Az önce yemek yemeye çalışırken fark ettim tavuğu didikledim pilava tuz attım karabiber attım yanına salata koydum su doldurdum ama sonra o kadar uğraştığım tabağa kaşık bile sürmeden kalktım, o kadar uğraştım ki doydum sandım. Kalkınca sofradan aslında doymadığımı sadece acıktığımı unuttuğumu anladım.
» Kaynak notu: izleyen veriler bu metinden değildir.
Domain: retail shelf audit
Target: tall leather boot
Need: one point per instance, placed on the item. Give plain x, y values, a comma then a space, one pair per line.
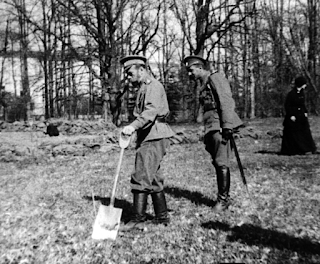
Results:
223, 180
140, 200
160, 208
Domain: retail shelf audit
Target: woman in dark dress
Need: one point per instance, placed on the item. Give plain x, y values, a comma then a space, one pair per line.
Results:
297, 138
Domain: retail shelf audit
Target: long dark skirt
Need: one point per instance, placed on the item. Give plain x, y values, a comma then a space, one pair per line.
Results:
297, 142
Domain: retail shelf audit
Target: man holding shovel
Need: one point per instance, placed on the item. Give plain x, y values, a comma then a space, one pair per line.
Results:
217, 112
150, 111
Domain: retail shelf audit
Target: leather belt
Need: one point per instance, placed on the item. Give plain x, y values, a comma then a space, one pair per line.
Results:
161, 119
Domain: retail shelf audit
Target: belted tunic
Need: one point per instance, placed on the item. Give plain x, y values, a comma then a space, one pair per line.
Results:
150, 110
217, 105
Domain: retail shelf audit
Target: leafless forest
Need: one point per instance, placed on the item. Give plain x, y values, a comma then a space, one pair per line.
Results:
260, 45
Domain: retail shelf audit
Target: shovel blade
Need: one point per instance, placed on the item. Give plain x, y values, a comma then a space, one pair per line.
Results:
107, 223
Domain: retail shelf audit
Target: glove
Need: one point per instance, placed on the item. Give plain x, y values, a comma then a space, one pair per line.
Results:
128, 130
226, 134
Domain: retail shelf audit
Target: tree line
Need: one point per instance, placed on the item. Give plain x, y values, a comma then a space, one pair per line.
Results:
260, 45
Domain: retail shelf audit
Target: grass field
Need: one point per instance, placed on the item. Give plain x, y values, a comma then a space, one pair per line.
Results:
47, 209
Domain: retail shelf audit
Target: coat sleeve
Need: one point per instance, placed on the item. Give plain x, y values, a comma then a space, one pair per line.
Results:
226, 103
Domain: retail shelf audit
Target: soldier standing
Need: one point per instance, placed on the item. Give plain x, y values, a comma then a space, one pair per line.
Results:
150, 112
217, 112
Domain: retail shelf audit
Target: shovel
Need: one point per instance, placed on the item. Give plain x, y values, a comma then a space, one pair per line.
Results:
107, 221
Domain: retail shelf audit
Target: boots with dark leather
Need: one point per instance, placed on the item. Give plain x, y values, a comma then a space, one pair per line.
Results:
140, 200
223, 180
160, 208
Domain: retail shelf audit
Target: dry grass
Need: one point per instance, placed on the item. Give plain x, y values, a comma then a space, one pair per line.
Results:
47, 210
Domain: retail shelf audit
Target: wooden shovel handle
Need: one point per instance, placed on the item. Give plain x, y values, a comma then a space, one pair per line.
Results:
112, 199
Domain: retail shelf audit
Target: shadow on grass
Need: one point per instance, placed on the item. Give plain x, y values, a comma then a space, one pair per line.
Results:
127, 208
268, 152
195, 197
255, 235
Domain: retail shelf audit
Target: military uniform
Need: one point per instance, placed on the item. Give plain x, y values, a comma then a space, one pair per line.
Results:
153, 133
217, 110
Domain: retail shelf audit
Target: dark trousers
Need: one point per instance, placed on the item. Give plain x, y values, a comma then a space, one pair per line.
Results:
220, 152
147, 176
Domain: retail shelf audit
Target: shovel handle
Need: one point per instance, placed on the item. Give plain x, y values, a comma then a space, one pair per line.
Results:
112, 199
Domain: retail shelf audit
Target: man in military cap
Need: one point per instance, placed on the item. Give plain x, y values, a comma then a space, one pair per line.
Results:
150, 111
217, 112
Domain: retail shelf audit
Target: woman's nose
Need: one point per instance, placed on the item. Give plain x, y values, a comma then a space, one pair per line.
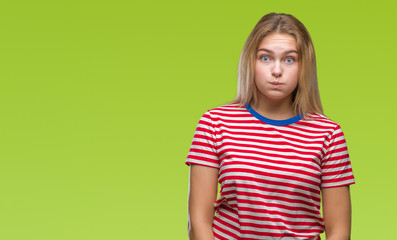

Çok zaman harcamıştım belkide tavuğu didiklerken, düşündüklerim uzun sürmüştü kim bilir iştahım kalmamıştı belkide...


Geçen gün çok sevdiğim birine vermek için bir şey örmeye başladım çok büyük hevesle başlamadım aslında zaten bitmeycek bu bitene kadar ne olur Allah bilir der gibi başladım şimdi masanın üzerinde ben burdayım der gibi duruyor hatırlatıyor yarım kalmışlığını altı üstü bir atkı örgüsü çok konuşuyor...


Cüzdanım da kalan ıslak mendille uyudum dün gece, kokusu aynıydı sadece kurumuştu zaten neden kuramasındı ki açık bırakırsan kururdu bilmiyor muydum bunu ? Her neyse kısmet işte kafası bozuk biri gibi ne diyorsa bu dediğinizi duyar gibiyim deniyorum iştee yazdığım şeyleri anlayacak iki kişi vardı biri ben diğeri okumayı sevmeyen biri o yüzden sadece ben anlıyorum diyelim mi ? :)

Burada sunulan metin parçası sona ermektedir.